6. Don’t use vibration in your push notifications unless the message is especially urgent
Push notifications can be really intimate. People carry their smartphones on them all day, even sleep with them, and that means that a push notification that includes a vibration is often experienced as a physical sensation. That’s powerful, but like a lot of powerful things, it can have seriously negative consequences seriously if misused. “If [a notification] is urgent—like you are about to miss your plane, or an urgent, direct message from a coworker—a buzz can be a very powerful and appreciated tool. If not, it’s dangerous and will backfire, so don’t use it for events like favorites or likes from a friend,” Weiss says. “With push, you can control the default of whether the phone vibrates or is silent” and what you decide has a big impact: “If a notification vibrates a user and she doesn’t find it urgent, the likelihood of the app being uninstalled immediately skyrockets.”
7. Be thoughtful about schedules and engagement windows when sending push
Even if a user is really engaged and interested in the push notifications they receive, the odds are good that they don’t want to receive one from you at four in the morning. “Avoid sending [a] notification when your user is asleep because you’ll wake them or they’ll find a queue of messages on top of your in the morning,” Weiss says.
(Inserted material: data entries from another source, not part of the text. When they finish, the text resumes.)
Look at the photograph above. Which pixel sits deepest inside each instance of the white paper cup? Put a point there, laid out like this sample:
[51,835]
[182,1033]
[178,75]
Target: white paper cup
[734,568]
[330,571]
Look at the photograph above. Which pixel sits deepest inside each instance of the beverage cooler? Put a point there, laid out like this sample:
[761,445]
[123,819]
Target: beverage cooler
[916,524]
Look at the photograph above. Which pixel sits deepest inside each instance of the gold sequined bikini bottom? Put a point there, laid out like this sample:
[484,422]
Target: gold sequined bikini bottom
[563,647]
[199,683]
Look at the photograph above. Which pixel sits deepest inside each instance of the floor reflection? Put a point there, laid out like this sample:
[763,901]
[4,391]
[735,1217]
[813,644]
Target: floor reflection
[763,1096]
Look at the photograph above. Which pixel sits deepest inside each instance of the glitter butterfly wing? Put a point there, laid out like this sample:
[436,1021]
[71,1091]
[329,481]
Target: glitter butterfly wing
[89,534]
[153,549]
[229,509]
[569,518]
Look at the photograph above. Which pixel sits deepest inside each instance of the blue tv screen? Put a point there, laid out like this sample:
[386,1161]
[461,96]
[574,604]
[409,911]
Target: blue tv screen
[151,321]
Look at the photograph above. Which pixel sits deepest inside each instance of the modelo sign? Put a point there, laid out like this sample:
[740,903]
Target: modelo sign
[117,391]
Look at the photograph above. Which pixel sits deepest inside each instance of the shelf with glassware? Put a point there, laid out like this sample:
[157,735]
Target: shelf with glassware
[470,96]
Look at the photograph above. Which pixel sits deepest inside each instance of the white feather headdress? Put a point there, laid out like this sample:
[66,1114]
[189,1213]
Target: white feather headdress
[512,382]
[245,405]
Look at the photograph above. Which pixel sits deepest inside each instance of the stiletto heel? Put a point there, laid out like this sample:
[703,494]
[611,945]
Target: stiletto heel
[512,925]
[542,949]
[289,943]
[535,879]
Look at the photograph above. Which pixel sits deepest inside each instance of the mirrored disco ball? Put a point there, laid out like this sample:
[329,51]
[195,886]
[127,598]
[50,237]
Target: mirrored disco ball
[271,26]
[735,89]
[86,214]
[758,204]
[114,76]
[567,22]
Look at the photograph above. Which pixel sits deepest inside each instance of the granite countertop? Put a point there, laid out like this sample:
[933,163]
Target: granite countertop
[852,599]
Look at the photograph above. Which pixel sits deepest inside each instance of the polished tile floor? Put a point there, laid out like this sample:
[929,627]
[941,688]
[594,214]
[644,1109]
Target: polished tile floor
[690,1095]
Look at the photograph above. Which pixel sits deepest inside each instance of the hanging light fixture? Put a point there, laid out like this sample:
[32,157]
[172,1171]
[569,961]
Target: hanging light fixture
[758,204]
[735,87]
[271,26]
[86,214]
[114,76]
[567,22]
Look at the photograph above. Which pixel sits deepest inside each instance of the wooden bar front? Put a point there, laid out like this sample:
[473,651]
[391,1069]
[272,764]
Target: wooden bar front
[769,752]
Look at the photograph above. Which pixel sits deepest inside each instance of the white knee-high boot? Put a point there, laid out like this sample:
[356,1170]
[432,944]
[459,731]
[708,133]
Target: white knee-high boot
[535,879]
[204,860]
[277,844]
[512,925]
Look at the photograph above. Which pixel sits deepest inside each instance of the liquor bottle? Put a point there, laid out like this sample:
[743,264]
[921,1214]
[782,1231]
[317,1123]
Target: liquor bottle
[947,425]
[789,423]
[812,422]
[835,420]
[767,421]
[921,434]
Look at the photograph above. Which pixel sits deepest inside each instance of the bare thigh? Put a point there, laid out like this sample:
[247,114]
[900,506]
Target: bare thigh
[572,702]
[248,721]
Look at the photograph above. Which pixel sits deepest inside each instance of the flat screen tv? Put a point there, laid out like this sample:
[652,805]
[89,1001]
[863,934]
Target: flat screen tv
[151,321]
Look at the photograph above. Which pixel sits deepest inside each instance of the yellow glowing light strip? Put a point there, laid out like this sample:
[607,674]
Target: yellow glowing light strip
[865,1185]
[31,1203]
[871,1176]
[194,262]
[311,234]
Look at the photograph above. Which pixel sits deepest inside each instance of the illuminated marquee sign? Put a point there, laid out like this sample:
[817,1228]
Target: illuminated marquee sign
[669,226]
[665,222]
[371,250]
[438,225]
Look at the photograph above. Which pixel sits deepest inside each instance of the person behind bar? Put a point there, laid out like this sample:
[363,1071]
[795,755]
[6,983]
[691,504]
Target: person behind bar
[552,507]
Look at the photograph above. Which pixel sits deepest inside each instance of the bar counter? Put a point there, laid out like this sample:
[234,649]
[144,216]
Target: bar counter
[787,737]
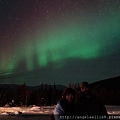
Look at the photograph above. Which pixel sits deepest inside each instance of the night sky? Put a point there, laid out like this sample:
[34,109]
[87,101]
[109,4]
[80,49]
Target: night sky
[59,41]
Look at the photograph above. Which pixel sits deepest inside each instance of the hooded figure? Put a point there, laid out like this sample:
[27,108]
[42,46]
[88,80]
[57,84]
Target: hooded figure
[66,105]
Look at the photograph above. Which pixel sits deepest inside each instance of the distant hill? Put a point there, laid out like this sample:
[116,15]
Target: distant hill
[111,83]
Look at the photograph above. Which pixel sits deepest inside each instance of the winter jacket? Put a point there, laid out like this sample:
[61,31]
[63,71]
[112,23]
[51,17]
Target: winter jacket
[64,108]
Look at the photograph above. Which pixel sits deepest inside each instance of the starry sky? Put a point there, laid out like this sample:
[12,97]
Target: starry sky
[59,41]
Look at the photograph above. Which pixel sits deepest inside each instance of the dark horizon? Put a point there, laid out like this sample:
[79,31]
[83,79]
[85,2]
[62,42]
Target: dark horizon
[59,41]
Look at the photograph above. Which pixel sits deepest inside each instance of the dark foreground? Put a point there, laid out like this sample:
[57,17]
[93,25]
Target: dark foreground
[30,117]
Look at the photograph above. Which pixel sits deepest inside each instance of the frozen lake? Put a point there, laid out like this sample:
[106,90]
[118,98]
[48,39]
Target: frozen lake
[39,113]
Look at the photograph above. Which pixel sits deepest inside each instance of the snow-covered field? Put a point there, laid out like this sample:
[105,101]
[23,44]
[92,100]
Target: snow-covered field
[38,113]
Customer data is essential here to better identify each user’s unique windows when they’re most open to notifications. Brands can “refine [their messaging] cadence by monitoring [users’] engagement.” And if they have access to a marketing platform with send-time optimization, marketers send messages with personalized delivery times that reach each recipient when they’re most likely to engage, based on past engagement patterns.
8. There’s more to personalization than adding names to messages
If you’re collecting actionable customer data, it’s possible to significantly increase the effectiveness of your outreach by personalizing each push notification you send. That could mean adding the user’s name to messages, but Weiss counsels marketers to go further: “Showcase what you know about your users in the [notification] copy—otherwise they’ll activate their natural filter against marketing blasts.”
9. Make sure users who tap a push get where they want to go
There’s little more annoying than receiving an engaging push notification, tapping it, and finding yourself dumped on the app’s home screen. “People will click on the notifications if [they] get them to where they were expecting. If not, they’ll ignore it next time,” Weiss says. “A lot of e-commerce apps screw this up by sending customers to the generic home screen, rather than a specific page or item.” To avoid this issue, brands need to make sure that they have the ability to deep link directly from push notifications to relevant in-app pages or sections; otherwise, much of the impact of their messaging may be lost.
To Weiss, a great push notification must be three things: timely, personal, and actionable. Brands that don’t sent push notifications at all are missing out on an essential tool for customer engagement and retention, but brands that send push that don’t have those three qualities aren’t doing themselves any favors, either. As you’re creating—or refining—your push notification strategy, make sure that you keep Weiss’s push notifications best practice guidance in mind; your results will be better for it.